Cruciani, a principal in the Dallas office of McKool Smith, added that the OTCs would have to absorb some of the pain in any successful litigation targeting the hotel industry. He noted all of the major hotel chains have for many years required the OTCs to enter into agreements to protect against adverse tax rulings.

San Diego Assessment

In a widely anticipated ruling, California’s high court refused to endorse the City of San Diego’s $21.2 million assessment against several OTCs for allegedly unpaid transient occupancy taxes (TOTs). Among other things, the court found no basis by which the OTCs could be characterized as “hotel operators” under the TOT statute, leaving their so-called “mark up” fees exempt from taxation.

At first blush, the unanimous ruling was seen as a major win for Expedia Inc., Orbitz LLC, Priceline.com Inc. and Travelocity.com LP, which have been forced to defend their business model in dozens of courtrooms across the country. The central question in almost every case involves whether the hotel booking companies should pay hotel occupancy taxes on the higher retail rate paid by consumers, or the discounted wholesale rate negotiated between OTCs and hotels.

While the California high court holds OTCs harmless for any additional tax liability, it clarified that any costs added to the wholesale price of a hotel room remains taxable under the TOT and the liability rests with the hotel operator.

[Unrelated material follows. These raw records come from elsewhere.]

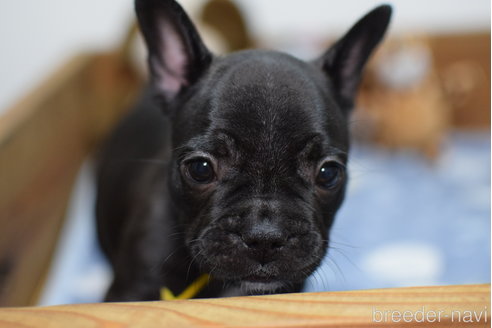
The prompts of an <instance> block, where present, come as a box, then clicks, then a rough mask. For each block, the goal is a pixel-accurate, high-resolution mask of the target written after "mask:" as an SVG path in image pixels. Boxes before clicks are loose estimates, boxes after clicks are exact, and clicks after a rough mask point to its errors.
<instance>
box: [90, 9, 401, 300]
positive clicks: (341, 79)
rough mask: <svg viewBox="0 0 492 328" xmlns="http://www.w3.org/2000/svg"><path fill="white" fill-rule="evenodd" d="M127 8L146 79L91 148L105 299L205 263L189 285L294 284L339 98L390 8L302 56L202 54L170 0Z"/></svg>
mask: <svg viewBox="0 0 492 328" xmlns="http://www.w3.org/2000/svg"><path fill="white" fill-rule="evenodd" d="M136 12H137V16H138V21H139V24H140V28H141V31H142V33H143V36H144V38H145V41H146V45H147V48H148V52H149V56H148V64H149V69H150V73H151V83H150V86H149V87H148V88H147V89H146V91H145V92H144V95H143V97H142V100H141V101H140V103H139V105H138V106H137V107H136V108H135V110H133V111H132V112H131V114H130V115H129V116H128V117H127V118H126V119H125V120H124V121H123V122H122V123H121V124H120V126H119V127H118V128H117V129H116V131H115V133H114V134H113V135H112V137H111V138H110V140H109V141H108V143H107V145H106V146H105V148H104V150H103V152H102V156H101V158H100V162H99V169H98V170H99V171H98V198H97V223H98V235H99V239H100V243H101V246H102V248H103V250H104V252H105V253H106V255H107V256H108V258H109V260H110V262H111V265H112V267H113V270H114V280H113V283H112V285H111V287H110V289H109V291H108V293H107V296H106V300H108V301H140V300H156V299H159V290H160V289H161V288H162V287H164V286H166V287H167V288H169V289H171V291H172V292H173V293H175V294H179V293H180V292H182V291H183V290H184V289H186V287H187V286H189V285H190V284H191V283H192V282H193V281H195V280H196V279H197V277H200V276H201V275H203V274H204V273H206V274H209V282H208V284H207V286H206V287H205V288H204V289H202V290H201V291H200V293H199V294H198V295H197V297H221V296H231V295H250V294H264V293H284V292H298V291H300V290H301V289H302V286H303V283H304V281H305V279H306V278H307V277H308V276H309V275H310V274H311V273H313V271H314V270H315V269H316V268H317V267H318V265H319V264H320V262H321V260H322V259H323V257H324V256H325V254H326V252H327V248H328V244H329V237H328V233H329V230H330V227H331V226H332V223H333V220H334V216H335V213H336V212H337V210H338V208H339V207H340V204H341V203H342V201H343V198H344V192H345V186H346V183H347V173H346V163H347V153H348V151H349V136H348V128H347V121H348V115H349V111H350V109H351V108H352V106H353V103H354V97H355V94H356V90H357V86H358V84H359V80H360V77H361V72H362V70H363V67H364V64H365V63H366V61H367V59H368V57H369V56H370V54H371V52H372V51H373V50H374V48H375V47H376V45H377V44H378V43H379V41H380V40H381V39H382V37H383V35H384V33H385V31H386V28H387V26H388V23H389V19H390V16H391V8H390V7H389V6H387V5H383V6H380V7H377V8H376V9H374V10H373V11H371V12H370V13H368V14H367V15H366V16H365V17H363V18H362V19H361V20H360V21H359V22H357V23H356V24H355V26H354V27H352V29H351V30H350V31H349V32H348V33H347V34H346V35H345V36H344V37H343V38H342V39H340V40H339V41H338V42H337V43H335V45H333V46H332V47H331V48H330V49H329V50H328V51H327V52H326V53H324V54H323V55H322V56H321V57H320V58H319V59H317V60H314V61H312V62H304V61H301V60H298V59H296V58H293V57H291V56H289V55H287V54H284V53H280V52H275V51H266V50H248V51H241V52H237V53H233V54H230V55H227V56H223V57H222V56H214V55H212V54H211V53H210V52H209V51H208V50H207V48H206V47H205V45H204V44H203V43H202V41H201V39H200V36H199V35H198V33H197V31H196V29H195V27H194V26H193V24H192V22H191V21H190V19H189V18H188V16H187V15H186V13H185V12H184V11H183V9H182V8H181V7H180V6H179V5H178V4H177V3H176V2H175V1H173V0H136ZM156 95H157V96H156ZM156 97H157V100H156ZM162 112H164V114H162Z"/></svg>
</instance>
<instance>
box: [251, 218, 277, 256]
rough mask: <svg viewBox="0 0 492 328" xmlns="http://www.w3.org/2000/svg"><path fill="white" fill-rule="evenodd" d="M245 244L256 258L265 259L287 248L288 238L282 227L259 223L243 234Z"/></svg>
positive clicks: (274, 225) (263, 223)
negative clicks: (284, 246) (282, 228)
mask: <svg viewBox="0 0 492 328" xmlns="http://www.w3.org/2000/svg"><path fill="white" fill-rule="evenodd" d="M242 239H243V242H244V244H245V245H246V246H248V248H249V249H250V250H251V251H252V252H254V254H255V257H264V256H265V255H269V254H270V253H272V252H273V251H277V250H280V249H281V248H282V247H284V246H285V242H286V238H285V234H284V233H283V232H282V229H281V227H278V226H277V225H275V224H272V223H270V222H258V223H256V224H254V225H253V226H252V227H251V228H250V229H248V230H247V231H245V232H243V234H242Z"/></svg>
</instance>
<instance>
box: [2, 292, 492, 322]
mask: <svg viewBox="0 0 492 328" xmlns="http://www.w3.org/2000/svg"><path fill="white" fill-rule="evenodd" d="M398 314H400V316H398ZM398 318H399V319H398ZM433 325H436V326H439V327H452V326H460V325H463V326H466V327H486V326H488V327H490V285H461V286H444V287H415V288H396V289H381V290H364V291H348V292H328V293H299V294H284V295H270V296H250V297H236V298H223V299H197V300H186V301H167V302H164V301H163V302H141V303H101V304H79V305H64V306H54V307H37V308H36V307H33V308H11V309H8V308H7V309H0V326H1V327H52V328H56V327H71V328H77V327H173V328H174V327H226V326H227V327H374V326H385V327H397V326H407V327H415V326H418V327H427V326H433Z"/></svg>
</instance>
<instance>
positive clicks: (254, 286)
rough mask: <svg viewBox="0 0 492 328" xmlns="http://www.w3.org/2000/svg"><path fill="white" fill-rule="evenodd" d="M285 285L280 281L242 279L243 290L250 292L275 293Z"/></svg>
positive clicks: (243, 290) (251, 293)
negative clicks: (264, 280) (263, 281)
mask: <svg viewBox="0 0 492 328" xmlns="http://www.w3.org/2000/svg"><path fill="white" fill-rule="evenodd" d="M283 287H285V284H284V283H282V282H280V281H271V282H259V281H242V282H241V290H243V291H245V292H246V293H248V294H273V293H275V292H277V291H278V290H280V289H282V288H283Z"/></svg>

“We conclude that under the San Diego ordinance, in a ‘merchant model’ transaction of the sort at issue here, the operator of a hotel is liable for tax on the wholesale cost plus any additional amount for room rental the operator requires the OTC to charge the visitor under what have been termed the ‘rate parity’ provisions of hotel-OTC contracts but, as San Diego has effectively conceded, OTCs are not operators within the meaning of the ordinance,” the court wrote.

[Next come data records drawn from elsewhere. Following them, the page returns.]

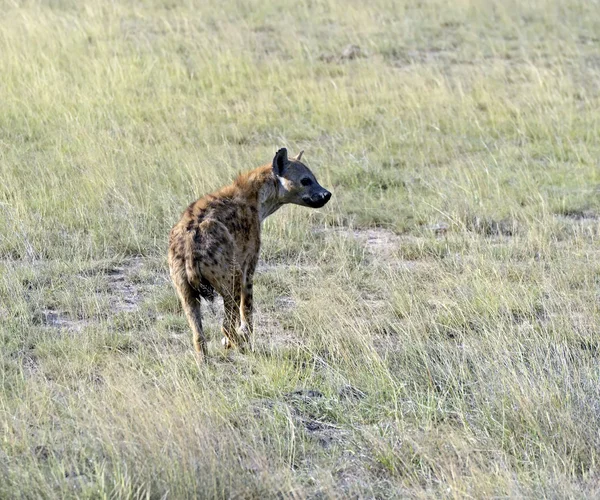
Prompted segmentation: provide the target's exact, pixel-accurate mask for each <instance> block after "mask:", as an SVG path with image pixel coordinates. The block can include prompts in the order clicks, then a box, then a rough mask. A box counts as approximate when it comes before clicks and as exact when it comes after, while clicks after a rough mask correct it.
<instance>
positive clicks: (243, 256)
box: [169, 148, 331, 356]
mask: <svg viewBox="0 0 600 500" xmlns="http://www.w3.org/2000/svg"><path fill="white" fill-rule="evenodd" d="M301 158H302V152H300V154H298V155H297V156H295V157H294V158H291V159H288V155H287V150H286V149H285V148H282V149H280V150H279V151H277V153H276V154H275V157H274V158H273V162H272V164H268V165H265V166H262V167H259V168H257V169H255V170H252V171H250V172H248V173H245V174H242V175H240V176H239V177H238V178H237V179H236V180H235V181H234V183H233V184H231V185H229V186H226V187H224V188H222V189H220V190H219V191H217V192H215V193H212V194H209V195H206V196H205V197H204V198H200V199H199V200H197V201H195V202H193V203H192V204H191V205H190V206H189V207H188V208H187V210H186V211H185V212H184V213H183V215H182V217H181V219H180V220H179V222H178V223H177V224H175V226H173V229H171V233H170V235H169V268H170V272H171V279H172V280H173V284H174V285H175V288H176V290H177V293H178V295H179V299H180V301H181V304H182V306H183V310H184V312H185V315H186V316H187V320H188V322H189V324H190V327H191V329H192V333H193V339H194V348H195V349H196V352H198V353H201V354H202V355H203V356H206V354H207V351H206V338H205V336H204V333H203V331H202V317H201V314H200V298H204V299H206V300H208V301H211V300H213V298H214V293H215V291H216V292H217V293H218V294H219V295H221V297H223V306H224V309H225V315H224V319H223V326H222V328H221V330H222V332H223V339H222V343H223V345H224V346H225V347H231V346H234V345H235V346H238V347H239V348H240V349H242V350H243V349H245V347H246V346H247V344H248V342H249V340H250V337H251V334H252V280H253V276H254V271H255V270H256V264H257V262H258V253H259V250H260V226H261V222H262V221H263V220H264V219H265V218H266V217H267V216H269V215H271V214H272V213H273V212H275V211H276V210H277V209H278V208H280V207H281V206H282V205H285V204H286V203H294V204H296V205H302V206H306V207H312V208H320V207H322V206H324V205H325V204H326V203H327V202H328V201H329V198H331V193H330V192H329V191H327V190H326V189H325V188H323V187H322V186H321V185H320V184H319V183H318V182H317V179H316V178H315V176H314V175H313V173H312V172H311V171H310V170H309V169H308V167H307V166H306V165H304V164H303V163H302V162H301V161H300V160H301Z"/></svg>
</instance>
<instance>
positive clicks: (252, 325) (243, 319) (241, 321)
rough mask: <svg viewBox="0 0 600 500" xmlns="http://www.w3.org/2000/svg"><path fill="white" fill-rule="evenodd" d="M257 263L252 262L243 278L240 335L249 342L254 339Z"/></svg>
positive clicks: (245, 273) (247, 269)
mask: <svg viewBox="0 0 600 500" xmlns="http://www.w3.org/2000/svg"><path fill="white" fill-rule="evenodd" d="M255 267H256V263H252V264H251V265H250V266H249V267H248V269H247V270H246V273H245V274H244V276H243V280H242V290H241V292H242V293H241V300H240V317H241V324H240V337H241V339H242V342H244V343H245V344H249V343H250V342H251V340H252V334H253V330H254V323H253V318H252V312H253V281H254V269H255Z"/></svg>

The “rate parity” provision discussed by the court relates to agreements preventing OTCs from charging customers a rate less than the hotel quotes on its own website. By creating such rate parity terms, the court said hotels are effectively charging the retail amount, “whether or not it ultimately receive or collects any portion of the markup, and that amount is therefore subject to the tax.”

Cities Seek Unpaid TOT

Cruciani said this language creates an avenue by which municipalities can seek millions of dollars in unpaid TOT. He noted there were dozens of California cities and counties “waiting in the wings” for the court’s ruling.

“We are encouraged by the decision,” he said. “It resolves in our favor the main issues which is what amount is subject to tax. Armed with that decision, whether it comes directly from the hotels or indirectly via the indemnity agreements with the OTCs, this will result in some substantial tax revenues being realized by the cities across the state.”

Both Expedia and the Travel Technology Association declined to comment on the ruling, stating it is a matter of pending litigation.

Michael Colantuono, special counsel to the California State Association of Counties, characterized the ruling as a mixed bag for municipalities. He said counties may go after hotels under Cruciani’s theory of the ruling. At the same time, they will have to adjust their statutes to try to capture the full tax obligations owed them going forward.

“My prediction is that the industry and hotels will collaborate to change the terms of their private agreements to escape the tax,” he said.

Hotel Council of San Francisco criticized the ruling as an “inequitable two-tier tax system that favors online travel companies over hotel companies.”

The council added, “the ruling puts the burden of tax collection on hotels for bookings made by online travel companies, giving those companies special status from paying the taxes that often fund what attracts visitors to California cities.”